Qual è il rapporto tra “Made in Taranto” e la politica?
«Il rapporto con la politica è limitato alla sottoposizione di specifiche proposte che volta per volta facciamo nei singoli settori: turismo, sociale e via dicendo. Da mesi, ad esempio, ci stiamo confrontando con il Comune di Taranto per far partire il progetto delle Family Card (My Friend) a sostegno delle famiglie dei pazienti oncologici. Ma la risposta tarda ad arrivare. Crispiano, Mottola, Ginosa (prima dello scioglimento del Consiglio comunale), si sono mostrati molto più “pronti”. Ma siamo fiduciosi».

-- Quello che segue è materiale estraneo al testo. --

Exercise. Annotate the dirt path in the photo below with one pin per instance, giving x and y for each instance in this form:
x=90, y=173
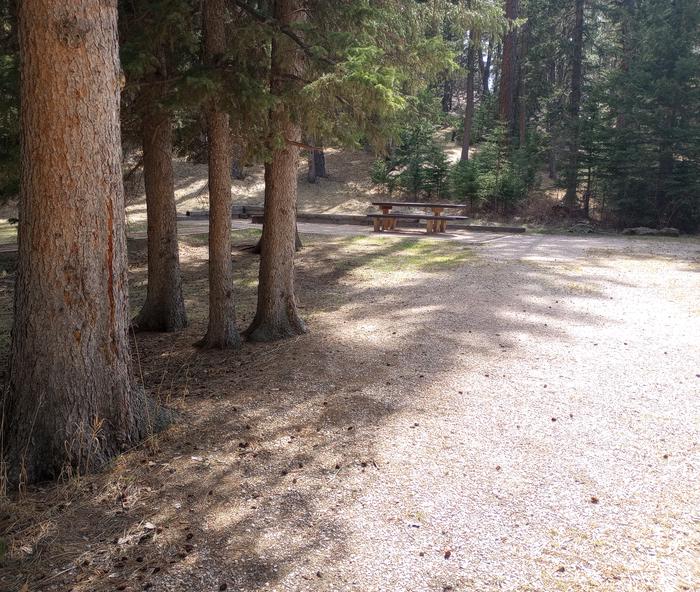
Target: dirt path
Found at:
x=524, y=418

Quale è stata la migliore soddisfazione finora ottenuta?
«La soddisfazione più grande sta nella mole di richieste di adesione che ci arriva da più parti. Ma il nostro processo di selezione è lungo e tortuoso. Non ci fidiamo delle promesse o delle apparenze. Altra grande soddisfazione è data dalla nascita (a brevissimo) della prima rete di imprese in seno a “Made in Taranto” per il settore abitativo e del risparmio energetico. Sette aziende della provincia di Taranto si stanno unendo per lavorare insieme ad uno sviluppo comune».
E la più grande delusione finora patita?
«La delusione è arrivata all’inizio, quando eravamo al top dell’entusiasmo. Era il novembre 2013. Un tale ci chiese aiuto perché guadagnava troppo poco. Le aziende non investivano su di lui e sulle sue capacità. Lo accogliemmo senza chiedergli neanche un euro. Gli facemmo pubblicità. Lo mettemmo in contatto con alcune realtà locali. Ma l’ingratitudine e l’abitudine a criticare l’operato altrui rese cieca questa persona che ci offese duramente. Eravamo tentati di querelarlo, ma poi cambiammo idea. Perché questa città ha bisogno d’amore».

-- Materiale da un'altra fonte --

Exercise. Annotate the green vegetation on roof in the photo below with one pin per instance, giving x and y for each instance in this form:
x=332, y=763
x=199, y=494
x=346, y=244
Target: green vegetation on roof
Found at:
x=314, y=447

A proposito di amore: cosa ami di più di Taranto e dei tarantini?
«Di questa città amo le mille opportunità che giacciono sotto ad una spessa coltre di indifferenza da parte dei suoi stessi abitanti. Sono opportunità importanti in fatto di lavoro, crescita, sviluppo, economia. Crediamo fortemente che i problemi siano delle mastodontiche opportunità. E che è proprio da essi occorre ripartire. Dalla soluzione al problema dell’inquinamento possono nascere numerosi posti di lavoro. La soluzione appunto c’è. Occorre solo aver la voglia di fare e di investire a livello politico».
Cosa rimproveri alla città?
«Una certa indolenza specie in chi si è abituato a convivere con il dolore o la sfortuna. A questa città rimprovero anche l’assenza del rispetto verso i propri concittadini. Un rutto da birra Raffo vale più di mille parole, diceva un amico. E molte volte sono più i rutti che le parole. Sui molti progetti per questa città non ci si confronta. Ci si rutta addosso. Perché ognuno giudica le proprie idee in base a quanto ci ha lavorato sopra, e non in base al valore di mercato. Perché il mercato è quello che è. Offerta e domanda decidono tutto. E le idee vanno giudicate in base a questo rapporto. Non in base a fantomatiche elucubrazioni pseudo scientifiche nate sulle ceneri di ipotesi già da altri abbandonate. E i numeri confermano questa mia idea».